It is difficult to verify the numbers of all such waves of Pontic Greeks from the Pontic Alps region to Georgia and the South Caucasus between circa 1520 and 1800, which according to Anthony Bryer is the most obscure period in the history of Pontus and the Pontic Greeks, owing to the scarcity of contemporary Greek and Ottoman Turkish sources on the subject.[11] Modern historians suggest that following the Ottoman conquest of 1461, many, if not most Pontic Greeks retreated up into the highlands, where it was easier to maintain their culture and freedom from the encroachments of the Ottoman authorities. This movement was reinforced in the early 1600s by the growing power along the coastal valleys districts of the derebeys ('valley lords'), which further encouraged Pontic Greeks to retreat away from the coast deeper into the highlands and up onto the eastern Anatolian plateau, before some moved further east into the neighbouring Lesser Caucasus around Kars and southern Georgia.[12] Modern historians also suggests that a major migratory movement of Pontic Greeks onto the eastern Anatolian plateau and the Lesser Caucasus occurred in the reign of Sultan Mehmed IV (1648–87), during which a common pattern was initiated in Ottoman history: the Ottomans and their clients the Crimean Tatars suffered a string of severe defeats at the hands of the expansionist Russian Empire and so followed this up with a wave of repression against the Greeks of both the southern Balkans and the Pontic Alps region, on the pretext that Greek statesmen and traders had colluded with the Tsar. As a result, many Pontic Greeks felt pressured into following their cousins who had left Pontus as refugees in previous generations, and so they too decided to migrate to southern Russia or neighbouring Georgia and the South Caucasus.[13]

However, the largest number of Pontic Greeks from north-eastern Anatolia who settled in Georgia, according to extant historical evidence, were those who fled Ottoman reprisals following the 1768-74 Russo-Turkish war, the Greek War of Independence, the 1828-29 Russo-Turkish War, and the war of 1853-56, which unlike earlier such movements are more widely attested in documentary evidence and traditionally cited by many Pontic Greeks themselves.[14] In the war of 1828-29 many north-eastern Anatolia Greeks welcomed, collaborated with, or fought in the Russian Army that occupied Erzurum, Gümüşhane, Erzinjan, and Kars (all now in north-eastern Turkey).[15][16] Most of their descendants settled in Georgia (in areas such as Tsalka and Samtskhe-Javakheti), the Russian Trans-Caucasus, and other parts of southern Russia. A smaller number of such Pontic Greeks had of course settled in Georgia and the Russian Caucasus well before the Russo-Turkish wars, most notably those belonging to noble and landowning families from the pre-Ottoman Empire of Trebizond.[17] These included several members of the late Byzantine Komnenos or Comnenid dynasty and collateral branches, who often married into princely families from neighbouring Georgia, including those of the Bagrationi and especially the Gurieli and Andronikashvili.[18] Among those who remained in the Pontic Alps and north-eastern Anatolia some led local revolts against the Ottomans, while many others actually intermarried into the Ottoman ruling elite, thereby converting to Islam and joining the Turkish millet.[19]

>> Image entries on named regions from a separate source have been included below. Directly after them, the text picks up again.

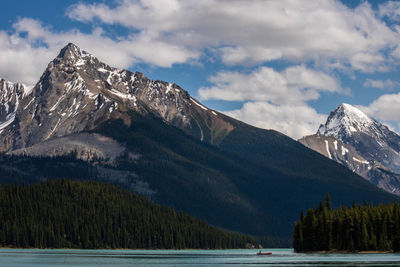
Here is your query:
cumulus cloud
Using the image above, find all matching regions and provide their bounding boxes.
[198,65,340,139]
[379,1,400,21]
[358,93,400,122]
[198,65,344,104]
[224,102,327,140]
[364,79,400,90]
[0,18,199,85]
[67,0,400,72]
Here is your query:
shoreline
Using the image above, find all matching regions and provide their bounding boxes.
[302,249,396,254]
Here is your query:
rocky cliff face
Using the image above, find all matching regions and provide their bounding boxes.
[318,104,400,173]
[0,44,233,156]
[299,134,400,195]
[299,104,400,195]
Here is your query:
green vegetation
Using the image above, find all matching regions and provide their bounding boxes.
[293,195,400,252]
[0,179,256,249]
[0,112,399,247]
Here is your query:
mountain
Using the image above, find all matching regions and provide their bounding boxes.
[0,44,397,245]
[0,179,258,249]
[299,104,400,195]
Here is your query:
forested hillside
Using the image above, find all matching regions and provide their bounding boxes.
[0,179,257,249]
[293,198,400,252]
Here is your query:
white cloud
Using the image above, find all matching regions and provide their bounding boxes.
[379,1,400,21]
[224,102,327,140]
[198,65,344,104]
[199,65,336,139]
[364,79,400,90]
[68,0,400,72]
[357,93,400,123]
[0,18,199,85]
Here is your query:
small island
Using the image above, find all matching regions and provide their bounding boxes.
[293,195,400,253]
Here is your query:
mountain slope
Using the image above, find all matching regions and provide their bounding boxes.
[299,104,400,195]
[318,104,400,173]
[0,44,397,243]
[0,179,257,249]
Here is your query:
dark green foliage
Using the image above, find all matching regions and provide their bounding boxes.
[0,179,256,249]
[97,113,397,241]
[293,195,400,252]
[0,112,398,247]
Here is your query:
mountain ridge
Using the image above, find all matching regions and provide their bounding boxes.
[299,104,400,195]
[0,42,397,243]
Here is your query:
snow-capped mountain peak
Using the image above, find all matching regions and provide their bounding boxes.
[317,103,376,139]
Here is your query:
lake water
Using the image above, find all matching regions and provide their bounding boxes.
[0,249,400,267]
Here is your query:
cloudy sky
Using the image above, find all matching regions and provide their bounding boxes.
[0,0,400,139]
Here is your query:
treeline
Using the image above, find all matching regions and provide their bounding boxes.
[0,179,257,249]
[293,195,400,252]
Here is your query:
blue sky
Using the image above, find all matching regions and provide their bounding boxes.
[0,0,400,138]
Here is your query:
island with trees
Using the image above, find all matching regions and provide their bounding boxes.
[293,195,400,252]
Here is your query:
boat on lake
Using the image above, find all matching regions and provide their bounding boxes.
[257,250,272,256]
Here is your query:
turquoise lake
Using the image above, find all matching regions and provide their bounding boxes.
[0,249,400,267]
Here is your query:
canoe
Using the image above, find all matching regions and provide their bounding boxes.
[257,252,272,256]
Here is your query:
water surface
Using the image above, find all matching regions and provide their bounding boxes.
[0,249,400,267]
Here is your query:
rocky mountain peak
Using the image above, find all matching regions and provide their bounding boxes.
[317,103,376,139]
[0,43,233,151]
[0,78,27,133]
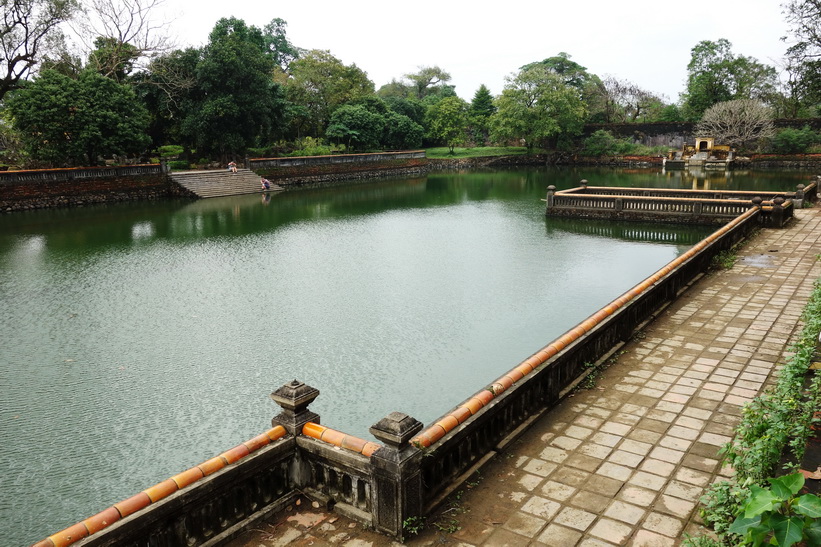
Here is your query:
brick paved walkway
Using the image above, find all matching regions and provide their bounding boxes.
[231,209,821,547]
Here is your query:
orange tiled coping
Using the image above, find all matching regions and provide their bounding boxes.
[3,163,160,175]
[411,209,755,448]
[32,425,287,547]
[302,422,382,458]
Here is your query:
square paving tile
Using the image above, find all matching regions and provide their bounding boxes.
[522,496,562,520]
[553,507,596,532]
[536,524,582,547]
[604,500,647,524]
[500,513,547,538]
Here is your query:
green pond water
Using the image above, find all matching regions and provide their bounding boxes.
[0,169,808,546]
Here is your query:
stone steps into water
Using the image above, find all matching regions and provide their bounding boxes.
[171,169,283,198]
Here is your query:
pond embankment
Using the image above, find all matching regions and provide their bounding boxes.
[0,150,821,213]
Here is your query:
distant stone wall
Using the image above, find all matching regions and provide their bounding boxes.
[251,158,428,189]
[582,118,821,149]
[0,165,189,213]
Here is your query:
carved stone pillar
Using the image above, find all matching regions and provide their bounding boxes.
[271,380,319,435]
[547,184,556,209]
[370,412,422,541]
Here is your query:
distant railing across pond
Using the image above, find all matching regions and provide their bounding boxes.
[246,150,426,171]
[0,163,168,184]
[545,182,817,227]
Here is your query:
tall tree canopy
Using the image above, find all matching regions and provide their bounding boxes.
[7,70,150,166]
[783,0,821,116]
[285,49,374,136]
[519,51,595,92]
[0,0,77,101]
[683,38,777,120]
[183,17,285,158]
[427,96,468,154]
[491,65,587,150]
[695,99,775,146]
[470,84,496,145]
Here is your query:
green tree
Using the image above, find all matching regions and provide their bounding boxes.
[770,125,821,154]
[382,111,425,150]
[694,99,775,147]
[131,48,202,149]
[325,105,385,150]
[285,49,374,136]
[0,0,77,101]
[182,17,285,159]
[470,84,496,144]
[682,38,777,121]
[263,18,299,72]
[427,96,468,154]
[491,66,587,152]
[7,70,149,166]
[519,51,596,92]
[87,37,140,83]
[405,66,450,100]
[385,97,427,125]
[783,0,821,116]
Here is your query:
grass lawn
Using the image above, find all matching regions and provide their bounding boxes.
[425,146,527,159]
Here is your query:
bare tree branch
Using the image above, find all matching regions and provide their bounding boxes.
[695,99,775,147]
[73,0,175,77]
[0,0,77,100]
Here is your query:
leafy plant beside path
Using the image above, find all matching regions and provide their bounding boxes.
[688,280,821,546]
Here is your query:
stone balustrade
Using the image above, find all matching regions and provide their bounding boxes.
[545,181,817,227]
[37,195,777,547]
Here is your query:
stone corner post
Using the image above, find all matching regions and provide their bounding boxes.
[792,184,804,209]
[545,184,556,209]
[271,380,319,436]
[773,196,787,228]
[370,412,422,540]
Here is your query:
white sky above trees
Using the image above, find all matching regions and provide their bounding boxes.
[159,0,788,102]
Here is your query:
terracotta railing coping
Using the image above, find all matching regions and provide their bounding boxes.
[4,163,159,174]
[411,209,755,448]
[302,422,382,458]
[32,425,287,547]
[248,150,424,161]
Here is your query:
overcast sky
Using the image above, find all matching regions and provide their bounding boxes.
[159,0,787,102]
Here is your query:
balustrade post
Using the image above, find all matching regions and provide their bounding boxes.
[792,184,804,209]
[772,196,786,228]
[370,412,422,541]
[271,380,319,436]
[547,188,556,214]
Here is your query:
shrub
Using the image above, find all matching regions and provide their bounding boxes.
[584,129,617,156]
[157,144,183,159]
[770,125,821,154]
[168,160,189,171]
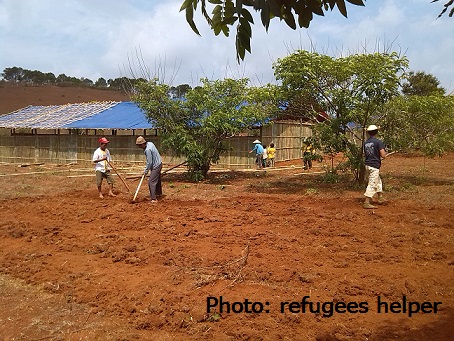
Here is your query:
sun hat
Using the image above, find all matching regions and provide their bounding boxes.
[136,136,147,144]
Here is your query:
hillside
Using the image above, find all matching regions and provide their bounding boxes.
[0,83,130,115]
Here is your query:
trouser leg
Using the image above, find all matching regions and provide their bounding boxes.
[148,164,162,200]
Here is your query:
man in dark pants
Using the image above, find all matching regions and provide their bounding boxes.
[136,136,162,203]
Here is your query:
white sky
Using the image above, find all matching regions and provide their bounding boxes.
[0,0,454,93]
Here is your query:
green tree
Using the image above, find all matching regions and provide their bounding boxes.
[133,79,277,181]
[380,95,454,156]
[180,0,364,61]
[273,51,408,183]
[402,71,446,96]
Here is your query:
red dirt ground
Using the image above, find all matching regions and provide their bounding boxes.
[0,154,454,340]
[0,82,130,115]
[0,86,454,341]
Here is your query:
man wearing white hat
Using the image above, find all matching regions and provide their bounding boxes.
[363,124,386,208]
[92,137,116,199]
[249,140,263,169]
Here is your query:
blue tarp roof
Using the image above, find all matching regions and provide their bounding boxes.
[0,102,153,129]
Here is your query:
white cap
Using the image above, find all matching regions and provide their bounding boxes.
[366,124,378,131]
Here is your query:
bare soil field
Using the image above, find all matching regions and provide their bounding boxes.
[0,154,454,340]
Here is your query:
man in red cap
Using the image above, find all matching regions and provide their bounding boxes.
[93,137,116,199]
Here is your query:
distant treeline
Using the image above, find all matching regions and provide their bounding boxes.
[1,66,143,91]
[1,66,191,97]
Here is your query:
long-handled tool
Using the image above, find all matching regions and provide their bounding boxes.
[107,161,131,192]
[132,173,146,203]
[126,161,188,179]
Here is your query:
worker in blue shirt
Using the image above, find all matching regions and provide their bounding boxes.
[249,140,263,169]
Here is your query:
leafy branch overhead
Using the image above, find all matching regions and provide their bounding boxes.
[180,0,364,61]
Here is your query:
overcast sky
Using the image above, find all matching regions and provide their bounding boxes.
[0,0,454,92]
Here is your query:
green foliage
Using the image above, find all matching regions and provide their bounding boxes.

Several Ottoman-era sources tell us, however, that even among Pontic Greeks belonging to local noble families - such as those of Gavras, Doukas and the Komnenoi - who had turned Turk, many remained Crypto-Christian (in north-eastern Anatolia often referred to as Stavriotes), openly renouncing Islam and taking up arms against Ottoman troops based around Gümüşhane and Erzinjan during the Russo-Turkish wars, before following the Russian army back into Georgia and southern Russia.[20] It was some of these Pontic Greek community leaders that claimed noble lineages extending back to the Empire of Trebizond who subsequently became officers in the Russian Imperial army, as many Armenian and Georgian princes such as Ivane Andronikashvili had previously done.[21] These Caucasus Greek officers, whether of noble Byzantine or more humble Pontic Greek origin, played a significant role in the 1877 Russian conquest of Kars and Ardahan, where many of them settled with their families and other displaced Greeks from northeast Anatolia and Georgia (the latter themselves the descendants of pre-1877 Greek refugees and exiles from northeast Anatolia now re-settled in Kars by the Russian Imperial government).[22]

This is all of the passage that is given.